ERAS Program in Thoracic Surgery Analyzed the Effects on the Rates of Complications, Readmission and Length of Stay

NCT04579601 · Status: COMPLETED · Type: OBSERVATIONAL · Enrollment: 50

Last updated 2020-10-28

No results posted yet for this study

Summary

Lung cancer is the leading cause of cancer death worldwide, representing 20,55% and 14% of cancer deaths in Spain and the United States, respectively. Currently, pulmonary resection is the treatment of choice for lung cancer. However, this surgery is associated with significant complications in almost 50% of the cases, possibly delaying patient recovery and consequently increasing hospitalisation costs.

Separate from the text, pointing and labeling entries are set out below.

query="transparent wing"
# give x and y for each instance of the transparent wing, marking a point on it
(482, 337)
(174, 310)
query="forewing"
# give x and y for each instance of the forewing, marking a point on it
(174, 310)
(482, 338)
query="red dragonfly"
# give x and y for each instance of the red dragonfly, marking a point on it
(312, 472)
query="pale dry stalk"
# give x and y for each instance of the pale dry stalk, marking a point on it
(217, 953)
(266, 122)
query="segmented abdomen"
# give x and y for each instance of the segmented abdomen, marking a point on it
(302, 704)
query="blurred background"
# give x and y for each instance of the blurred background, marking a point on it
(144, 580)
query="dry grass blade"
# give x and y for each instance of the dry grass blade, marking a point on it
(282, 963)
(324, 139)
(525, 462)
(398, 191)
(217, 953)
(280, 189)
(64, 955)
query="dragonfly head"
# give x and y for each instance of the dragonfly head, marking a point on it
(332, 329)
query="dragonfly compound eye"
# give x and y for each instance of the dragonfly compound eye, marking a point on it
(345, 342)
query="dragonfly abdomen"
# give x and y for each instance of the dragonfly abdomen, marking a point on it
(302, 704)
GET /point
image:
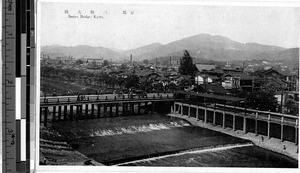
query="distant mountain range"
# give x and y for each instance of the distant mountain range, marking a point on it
(202, 47)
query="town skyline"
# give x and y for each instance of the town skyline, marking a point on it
(164, 25)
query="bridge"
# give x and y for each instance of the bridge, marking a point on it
(208, 108)
(65, 108)
(270, 124)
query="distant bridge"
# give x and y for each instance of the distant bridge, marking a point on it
(63, 108)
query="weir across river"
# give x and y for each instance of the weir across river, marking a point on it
(270, 124)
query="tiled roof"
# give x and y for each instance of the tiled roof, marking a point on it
(214, 88)
(206, 67)
(240, 75)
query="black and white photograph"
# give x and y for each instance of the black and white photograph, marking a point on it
(157, 84)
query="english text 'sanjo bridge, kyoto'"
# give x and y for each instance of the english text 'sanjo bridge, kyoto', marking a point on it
(216, 110)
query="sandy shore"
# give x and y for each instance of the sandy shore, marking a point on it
(55, 151)
(287, 148)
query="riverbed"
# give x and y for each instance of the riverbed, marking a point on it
(159, 140)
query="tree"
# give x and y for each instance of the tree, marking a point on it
(132, 81)
(186, 65)
(105, 63)
(261, 100)
(145, 61)
(79, 61)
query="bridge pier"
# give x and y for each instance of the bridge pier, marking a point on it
(110, 110)
(223, 122)
(249, 122)
(269, 126)
(98, 110)
(86, 110)
(233, 122)
(92, 111)
(65, 112)
(53, 113)
(146, 108)
(117, 109)
(189, 111)
(71, 113)
(59, 113)
(197, 113)
(46, 116)
(245, 125)
(296, 136)
(153, 106)
(139, 108)
(105, 110)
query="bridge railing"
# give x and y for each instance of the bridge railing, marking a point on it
(267, 116)
(100, 98)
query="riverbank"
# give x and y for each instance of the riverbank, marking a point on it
(286, 148)
(55, 150)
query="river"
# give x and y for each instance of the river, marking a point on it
(159, 140)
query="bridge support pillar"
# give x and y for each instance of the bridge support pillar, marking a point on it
(86, 110)
(80, 111)
(105, 110)
(110, 110)
(153, 106)
(205, 114)
(123, 109)
(59, 113)
(117, 109)
(65, 112)
(197, 113)
(189, 111)
(269, 126)
(77, 112)
(296, 136)
(214, 118)
(54, 114)
(223, 122)
(46, 116)
(244, 125)
(181, 108)
(146, 107)
(92, 111)
(256, 116)
(233, 122)
(281, 133)
(98, 110)
(139, 108)
(71, 113)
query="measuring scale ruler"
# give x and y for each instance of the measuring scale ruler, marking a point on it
(17, 53)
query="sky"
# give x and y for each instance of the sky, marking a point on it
(146, 24)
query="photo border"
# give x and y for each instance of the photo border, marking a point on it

Professor Henrik Kehlet described ERAS programs at the end of the last century. His ideas were that the application of specific measures based on scientific evidence during the perioperative period of the patient could decrease the stress produced by surgical aggression. Thus, in recent years, ERAS programs have proven effective in reducing surgical complications, length of stay and hospital costs.

Over the last years, specific ERAS surgical approaches have been described for thoracic surgery. Nevertheless, there is still a lack of evidence to support ERAS programs for pulmonary resection surgery, particularly in terms of clinical results combined with minimally invasive procedures.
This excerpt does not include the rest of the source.